Visité la taquería con un grupo ecléctico de personajes: mi primo, una pareja de hermanos –hombre y mujer- mexicanos pero de ascendencia japonesa y otra chica de la isla Mauricio, ese pequeño territorio al sureste del continente africano. Debido a que la taquería no está ni en Manhattan ni en una zona amable de Brooklyn, nadie la conoce, salvo, por supuesto, la población migrante.

A pesar del apretado espacio de la miscelánea, al principio me costó trabajo dar con la “entrada secreta” que llevaba a la taquería. No fue hasta que mi amigo me guió que pude encontrarla; en sí, un espacio angostísimo entre el refrigerador principal, una televisión que proyectaba telenovelas y una pared azul.

Había cola. Arriba de nosotros, otra televisión proyectaba un partido del Almería de Hugo Sánchez. Ya adentro del restaurante, la actitud de los comensales cambió por completo. Dejaron de observarnos y más bien se dedicaron a evadirnos; tal vez a pretender que no estábamos.
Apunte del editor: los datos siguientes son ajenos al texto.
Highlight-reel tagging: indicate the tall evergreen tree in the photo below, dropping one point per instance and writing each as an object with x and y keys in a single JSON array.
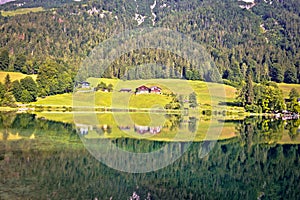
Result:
[
  {"x": 249, "y": 93},
  {"x": 4, "y": 60}
]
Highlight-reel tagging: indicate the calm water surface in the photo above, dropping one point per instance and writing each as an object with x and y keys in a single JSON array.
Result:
[{"x": 44, "y": 159}]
Al cabo de diez minutos, un par de amigos cholos nos cedieron –sin decir palabra alguna- su mesa. Y pedimos los tacos: barbacoa, suadero y trozos de cecina cuidadosamente envueltos en dos tortillas de maíz. La carne no tenía problema alguno, pero la tortilla carecía de ese sabor que prácticamente debería de tener denominación de origen. Quizás era mi inconsciente castigándome por probar una tortilla lejos del terruño; pero el hecho es que no sabían igual: aún guardaban ese aroma de tortilla empaquetada. Tenían, pues, el sabor artificial del plástico. Con todo y sus imperfecciones, los tacos han sido, sin lugar a dudas, la mejor comida mexicana que he comido durante mi estancia en Nueva York.

En un intento por pertenecer, por querer mostrarle al resto de los comensales que yo no soy ningún gringuito, empapé la carne con guacamole, limón y salsa picante. Me los comí con estilo: la boca yendo al taco, el meñique en alerta, el pulgar y el índice haciendo todo el trabajo. Pero nadie me hizo caso. Nadie pareció notar la diferencia entre cómo estaba comiéndolos yo y cómo comía la chica de Mauricio, que había decidido poner el taco en la palma de su mano para después, como si fuera una paleta, darle de mordidas.

No tenía mucho de qué platicar con ella y no quise corregirle su manera de comer (para no llamar la atención, ni levantar sospechas). Tuvimos una conversación escueta y sosa. Decidí preguntarle por la extinción de los dodos (animales endémicos de su tierra) y ella se encogió de hombros, soltó un par de teorías sobre las posibles causas de su aniquilamiento y después volvió a concentrarse en su segundo taco de barbacoa.

Cuando acabó de comer, la chica de Mauricio sacó su cámara y comenzó a fotografiar el lugar entero: la televisión, los taqueros, el pizarrón, los contenedores de salsa y guacamole. No sin tristeza, la observé apuntar su cámara a los dos chicos cholos que nos habían dejado la mesa. Les tomó un par de fotografías sin pedir permiso y los chicos no emitieron queja alguna, dejándose fotografiar con esa tolerancia ajada que muestran los animales en el zoológico. Quise pedirle que se abstuviera de tomar fotografías de “mi gente”, pero no lo hice. Sí, esas eran las palabras que se quedaron atoradas en mi garganta. Quise decirle que en efecto: esas personas que me evadían con una mezcla de respeto inexplicable y tedio bien enterrado, esa era mi gente. Y al tomarles fotografías les estaba faltando el respeto. O estaba dejando de manifiesto el hecho de que, mexicanos o no, todos nosotros éramos extranjeros en esa taquería. Porque los leones no se toman fotos a sí mismos. Los que los fotografían son aquellos que vienen a observarlos a la distancia

Salimos una hora después, con el estómago lleno y con –raro en Nueva York- nuestras carteras casi intactas. Mi primo compró otro queso Oaxaca y un cliente se nos quedó viendo, con una sonrisa en los labios, mientras nos escuchaba hablar español. No nos creyó cuando le dijimos de dónde éramos. Y su duda dio paso a la incredulidad cuando escuchó a los hermanos mexicojaponeses hablar español. Me preguntó si yo le iba al América y yo, que soy mexicano y no soy tonto, respondí inmediatamente que no. Primero muerto, le dije, y el cliente –chaparro y redondo como una ciruela- se rió. ´Ta bien, chilango, te creo. Y después, meneando la cabeza, como si acabara de ver algo absolutamente inverosímil, salió de la tienda.